Now, we can turn a fraction into binary.

``````local function fractionToBinary(str: string): string
local result = ""
for _ = 1, 112 do
str = multiplyBy2(str)
local digit = string.sub(str, 1, 1)
result ..= digit
str = `0{string.sub(str, 2)}`
end
return result
end
``````

And, we will update the `stringToFloat` function again.
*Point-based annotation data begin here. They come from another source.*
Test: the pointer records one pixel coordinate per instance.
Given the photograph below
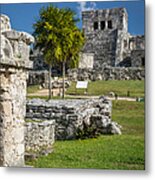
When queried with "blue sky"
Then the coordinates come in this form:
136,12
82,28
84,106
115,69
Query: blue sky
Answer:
23,15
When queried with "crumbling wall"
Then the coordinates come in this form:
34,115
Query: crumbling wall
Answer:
14,60
105,31
107,73
72,115
39,137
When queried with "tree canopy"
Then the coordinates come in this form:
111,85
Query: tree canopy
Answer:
58,36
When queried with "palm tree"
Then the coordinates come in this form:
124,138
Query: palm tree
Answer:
58,37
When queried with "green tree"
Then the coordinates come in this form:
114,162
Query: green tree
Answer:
58,37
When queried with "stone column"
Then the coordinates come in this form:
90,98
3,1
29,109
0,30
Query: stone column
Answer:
14,62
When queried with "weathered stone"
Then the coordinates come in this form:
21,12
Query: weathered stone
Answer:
71,115
12,92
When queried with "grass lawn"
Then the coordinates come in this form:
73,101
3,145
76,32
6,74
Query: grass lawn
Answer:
105,152
136,88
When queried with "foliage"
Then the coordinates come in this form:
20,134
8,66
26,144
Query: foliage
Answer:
87,132
105,152
58,37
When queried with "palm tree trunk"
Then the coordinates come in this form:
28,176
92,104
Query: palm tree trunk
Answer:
63,88
49,83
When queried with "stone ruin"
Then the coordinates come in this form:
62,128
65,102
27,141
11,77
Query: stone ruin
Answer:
14,62
45,121
110,51
108,39
72,115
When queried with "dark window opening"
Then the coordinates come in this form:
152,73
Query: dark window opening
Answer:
95,25
109,24
102,25
143,61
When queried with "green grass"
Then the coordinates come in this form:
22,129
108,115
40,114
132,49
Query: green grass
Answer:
105,152
136,88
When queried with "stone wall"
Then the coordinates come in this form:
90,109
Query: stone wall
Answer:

``````local function stringToFloat(str: string): buffer
local sign, whole, fraction = string.match(str, "^(%--)(%d+)%.?(%d*)")
local wholeInBinary = wholeNumberToBinary(whole)
local fractionInBinary = fractionToBinary(`0{fraction}`) --always prepend a zero at the start
end
``````

Afterwards, we’ll need to find the exponent. First, we can combine both the `wholeInBinary` and the `fractionInBinary` variables together. And, we’ll locate the first `1` in that string and take it’s index.
Afterwards, we’ll use that number to subtract it from the length of the `wholeInBinary` variable.
Then, take that result and use that to subtract it from the exponent bias which is 16383. Therefore, the equation is `16383 + (len of wholeInBinary - index of the first one in the string)`

``````local function stringToFloat(str: string): buffer
...
local binaryRepresentation = wholeInBinary .. fractionInBinary
local index = string.find(binaryRepresentation, "1")
local exponent = 127 + (#wholeInBinary - index)
end
``````

Afterwards, convert the `exponent` into 15 bits.
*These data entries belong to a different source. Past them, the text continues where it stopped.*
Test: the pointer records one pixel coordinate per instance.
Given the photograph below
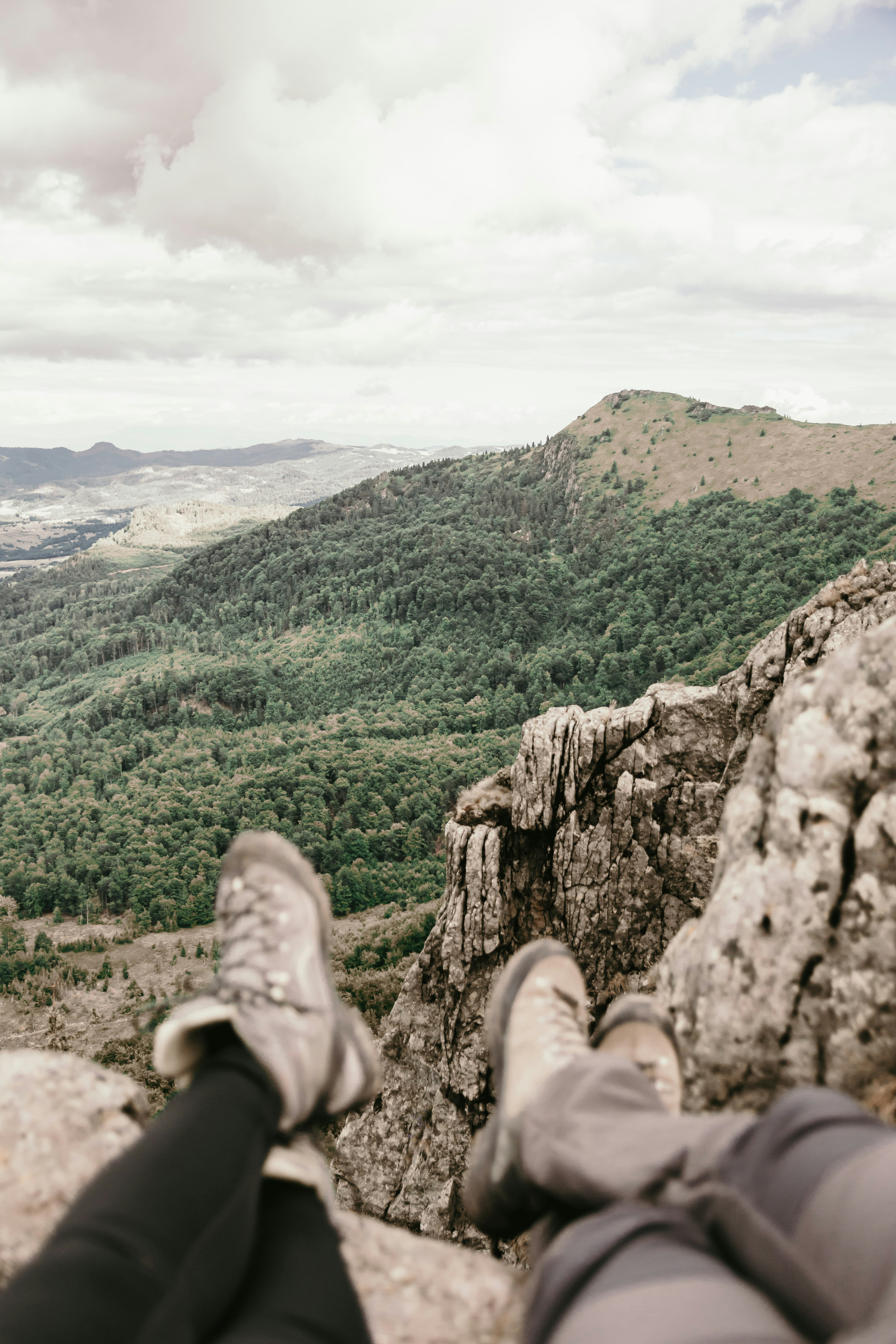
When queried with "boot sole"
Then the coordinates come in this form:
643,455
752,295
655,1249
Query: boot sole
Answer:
495,1212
``````local function stringToFloat(str: string): buffer
...
exponent = wholeNumberToBinary(tostring(exponent))
for _ = 1, 15 - #exponent do
exponent = "0" .. exponent
end
end
``````

Next, we’ll truncate the `binaryRepresentation` into a string of 112 bits where the starting point is after the first `1`. This is the mantissa.

``````local function stringToFloat(str: string): buffer
...
binaryRepresentation = string.sub(binaryRepresentation, index + 1, 113 + index)
end
``````

Now, we’ll convert the `sign` into either a 1 or 0, depending on whether the number is negative or positive.

``````local function stringToFloat(str: string): buffer
local sign, whole, fraction = string.match(str, "^(%--)(%d+)%.?(%d*)")
...
sign = sign == "-" and "1" or "0"
end
``````

We have our sign, exponent, and mantissa, so we can combine them together to get a Quadruple precision floating point number!

``````local function stringToFloat(str: string): buffer
...
local binaryResult = `{sign}{exponent}{binaryRepresentation}`
end
``````

Finally, we can put them inside a buffer type, which will store our number.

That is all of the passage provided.